I wouldn't actually expect it to work. The scale and offset are only normally meaningful for the L-band, but the tags are global. The writer encounters two scales and offsets, for the L and the A band, tries to write those two values as a scalar, and fails. I'm curious to see why it works in Martins case.

gerritholl commented 2 years ago

This MCVE works as expected (no traceback and tags are written to GDALMetaData):

import logging
from satpy import Scene
#from satpy.utils import debug_on; debug_on()
from sattools.io import plotdir

fn = ["/media/nas/x21308/scratch/AAPP-processed/noaa18_20210122_0952_80791/hrpt_noaa18_20210122_0952_80791.l1b"]

sc = Scene(filenames=fn, reader=["avhrr_l1b_aapp"])
sc.load(["4"])
ls = sc.resample("eurol")
ls.save_datasets(filename=str(plotdir() /
    "{start_time:%Y%m%d%H%M}-{platform_name}_{sensor}_{area.area_id}_{name}.tif"),
    include_scale_offset=True)
gerritholl commented 2 years ago

Difference: my synthetic test is passing a dataset with mode LA to stretch, whereas in the real data case, the image still has mode L at that point, and the alpha band only gets added in XRImage.finalize. Apparently my synthetic data test is not realistic?

gerritholl commented 2 years ago

This might not occur any current datasets, but as I understand it will affect any case where a reader or compositor returns an image in mode LA to which stretching should subsequently be applied.

djhoese commented 2 years ago

I'm having trouble understanding. Is this failing to write the alpha band or is it failing to write the tags?

gerritholl commented 2 years ago

It's failing to write the tags. It's also applying scaling to the alpha band, which is most likely not what the user wants.

gerritholl commented 2 years ago

First, XRImage.stretch is applying the stretch enhancements.
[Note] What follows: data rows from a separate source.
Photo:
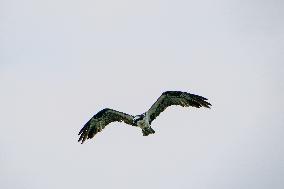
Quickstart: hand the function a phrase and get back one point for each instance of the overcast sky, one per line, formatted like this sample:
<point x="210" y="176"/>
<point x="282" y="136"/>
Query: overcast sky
<point x="62" y="61"/>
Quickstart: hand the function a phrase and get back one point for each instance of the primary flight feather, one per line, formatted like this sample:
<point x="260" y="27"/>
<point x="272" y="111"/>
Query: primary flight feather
<point x="104" y="117"/>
It is given a mode LA input and applies scaling and offset to both layers. XRImage.stretch dutifully documents the scale factors and offsets per band in a size-2 ndarray. Later, XRImage.rio_save finds this documentation when collecting the tags. It expects a size-1 ndarray for offset and scale factor and converts this with .item(), but fails when the offset and scale-factor are size-2.

The original failure here is in XRImage.stretch, which should identify a mode LA image and apply scaling only to L; then it will also document only a scalar for offset and scale factor.

gerritholl commented 2 years ago

Related: in https://github.com/pytroll/trollimage/issues/84 I noted that GDAL supports per-band scale factors and offsets, which would be an alternate way to store this information in a GeoTIFF file (but I don't know what client software supports this; at least NinJo doesn't).

djhoese commented 2 years ago

So if the problem is multiple factors and offsets then do RGB/A images also fail?

gerritholl commented 2 years ago

Yes, RGB/A images also fail. However, I think the problem is more pressing for LA images, because, as for L images, it's reasonable to map the pixel values to a physical interpretation. I have a hard time imagining that people would want to map the pixel values of an RGB/A image to a physical interpretation, however; and if they don't, then I don't know why they would need a scale factor and offset interpretation.

djhoese commented 2 years ago

ok so the two things (as far as I can tell from this discussion) that need to be fixed are:

  1. Don't let stretch be applied to Alpha unless the stretch parameters have multiple values (min_stretch=[0, 0] for an LA dataset).
  2. Produce a warning when including factor/offset tags if they have multiple values and say that the tags can't be saved. Optionally switch to per-band factor/offset and also produce a warning, but this may be a bit too magical.